It is hard to overstate the importance of the equity risk premium or ERP. In Abnormal Returns: Winning Strategies From the Frontlines of the Investment Blogosphere I devote an entire section to the topic. I start the section with a quote from Aswath Damodran from his paper at SSRN:

Equity risk premiums are a central component of every risk and return model in finance and are a key input into estimating costs of equity and capital in both corporate finance and valuation. Given their importance, it is surprising how haphazard the estimation of equity risk premiums remains in practice.

To some degree the ongoing debate about the precise level of the equity risk premium is a bit of a red herring. Although I discuss at more length does it really matter whether the ERP is 2% or 4%. In either case you the investor has no control over what the equity markets are going do over the short and long term. All you can do is control your own behaviors.

The ERP as discussed in the academic literature is to a large degree a theoretical construct. What is being measured, and estimated, is the ERP on some basket of stocks that may or may not have been particularly investable at the time. With the widespread adoption of indexing at increasingly low costs we are today at least approaching some convergence between the theoretical ERP and the actual ERP.

I wish I had emphasized this point more in the book, especially in light of a series of posts that have recently appeared. Eric Falkenstein who I quote in the book has a post up entitled “Who Gets the Equity Risk Premium?” that gets at the issue of how a theoretical ERP is not what the average investor actually ends up earning. If this post would have been out when I wrote the book I would have quoted from it, but here is an extended look at the post’s conclusion:

In many ways, investors are like all those people who recall their last trip to Las Vegas left them flat or up a little. The equity risk premium can be thought of as a very subtle equilibrium, where the efficient investor who makes a 3% premium is the loss-leader to equity issuers, and the average investor more than makes up for this ‘expense’ to the insiders. Though an efficient investor may be able to invest in efficient passive funds and capture much of the equity premium, such an investor is the exception in the same way that your average blackjack player loses considerably more per hand than your robot optimizer. That is, just as most hedge fund profits go to hedge fund owners, most outside equity investment goes to insiders—brokers, management, initial equity owners—via the persistent mistakes and carelessness of your average investor. Equity returns are not simply a stochastic process that a singular representative investor chooses, but rather a complex set of returns depending on the strategy and tactics used by heterogeneous investors, many of whom make conspicuously inefficient choices. The bookies, and the insiders selling dreams, always win, and if they didn’t the market would not exist as it currently does. The equity risk premium is zero for the marginal investor.

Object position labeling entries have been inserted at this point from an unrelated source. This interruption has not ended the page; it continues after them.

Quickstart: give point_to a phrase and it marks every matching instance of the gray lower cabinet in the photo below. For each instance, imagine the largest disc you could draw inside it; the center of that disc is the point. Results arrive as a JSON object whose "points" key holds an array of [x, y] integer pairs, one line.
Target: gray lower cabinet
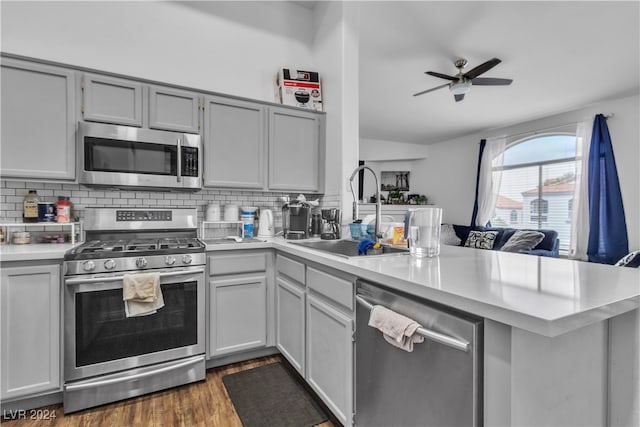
{"points": [[30, 331], [240, 299], [291, 311], [296, 150], [234, 151], [329, 340], [38, 121]]}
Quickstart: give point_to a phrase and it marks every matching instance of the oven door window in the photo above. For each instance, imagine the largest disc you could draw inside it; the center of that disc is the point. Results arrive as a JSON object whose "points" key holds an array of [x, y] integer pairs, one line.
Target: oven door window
{"points": [[110, 155], [104, 333]]}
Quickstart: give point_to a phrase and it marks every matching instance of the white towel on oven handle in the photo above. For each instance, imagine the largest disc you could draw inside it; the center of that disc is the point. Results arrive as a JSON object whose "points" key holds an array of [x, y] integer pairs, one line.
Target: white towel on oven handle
{"points": [[138, 303]]}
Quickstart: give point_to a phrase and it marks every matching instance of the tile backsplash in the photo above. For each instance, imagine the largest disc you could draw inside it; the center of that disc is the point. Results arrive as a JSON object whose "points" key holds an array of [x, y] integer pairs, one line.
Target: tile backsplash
{"points": [[12, 193]]}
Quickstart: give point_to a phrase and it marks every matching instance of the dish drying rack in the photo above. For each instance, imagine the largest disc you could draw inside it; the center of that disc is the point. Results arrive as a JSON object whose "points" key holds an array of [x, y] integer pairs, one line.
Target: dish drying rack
{"points": [[222, 225], [25, 226]]}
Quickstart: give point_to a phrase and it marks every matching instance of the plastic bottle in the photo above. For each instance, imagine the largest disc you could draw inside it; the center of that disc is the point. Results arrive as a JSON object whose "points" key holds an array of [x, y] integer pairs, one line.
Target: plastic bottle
{"points": [[30, 207], [63, 210]]}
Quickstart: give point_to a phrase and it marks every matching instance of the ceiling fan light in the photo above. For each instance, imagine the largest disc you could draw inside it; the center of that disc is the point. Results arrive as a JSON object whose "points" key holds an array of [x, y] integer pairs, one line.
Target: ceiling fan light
{"points": [[460, 88]]}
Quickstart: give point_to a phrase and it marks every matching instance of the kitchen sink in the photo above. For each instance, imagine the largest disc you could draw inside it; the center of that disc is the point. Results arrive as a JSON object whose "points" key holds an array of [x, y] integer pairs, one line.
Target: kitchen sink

Maybe a more important question is why is it that investors seem to accept their lot with such equanimity. In a review of the same ground Tim Richards in a post entitled “Your Self-Inflicted 6% Tax” discusses the many ways in which investors shoot themselves in the foot and are likely to continue doing so. From the post:

A couple of behavioral reasons are adduced for the fact that this abysmal situation has been allowed to continue for so long.  Firstly, the excessive returns generated in the 1990’s has caused both professionals and traders, who learned their skills in that period, to anchor on the “fact” that you can get extremely good returns simply by investing in stocks.  We’re stuck in a mode of belief about an idea that died around the turn of the century.  Everyone’s hanging around awaiting the imminent return of the good times, but it’s not going to happen.
Secondly, the fact that returns are so poor has probably been hidden by inflation.  This is simple money illusion at work: if your returns are 20% you’re still losing ground if inflation is at 21%, but you’re probably happy about the fact (see: Money Illusion).  We focus on nominal returns, not real ones.

In case you needed any more reasons to approach equity investing with a bit of caution let James Altucher provides you with”10 Reasons You Should Never Own Stocks Again.” Altucher emphasizes that the competition in the equity is brutal and that for most people trying to beat the market is a big waste of time. As I also note in the book there is a speed limit on just how high of returns even the best investors can earn. Altucher writes:

7.The best investors in the world make on average between 10 and 15%. We already know because of the above that you are probably not going to be among the best. So, if you pick some stocks and passively hold them maybe you’ll earn half that: 7%. Are you happy with that? Then fine. But given the volatility in the market I don’t think thats a good enough return for most people. Look,some people are good. And some people should invest. But most shouldn’t.

Altucher correctly notes that earning any sort of ERP requires taking on the volatility of the equity market. For many that hurdle is simply too high. However for most people the prospect of generating returns over and above the now low single digit returns on Treasury bonds is an attractive proposition. However the only way to match the returns of the ERP is to be an “efficient investor” as Falkenstein calls it. This means tempering those behaviors, like chasing active managers and overtrading, that tend to detract from returns.
In a very real sense investors and the financial services industry need us to believe in a positive and realizable ERP. The perpetual challenge for investors it to act in a fashion to minimize the frictions that keep us from realizing the theoretical ERP.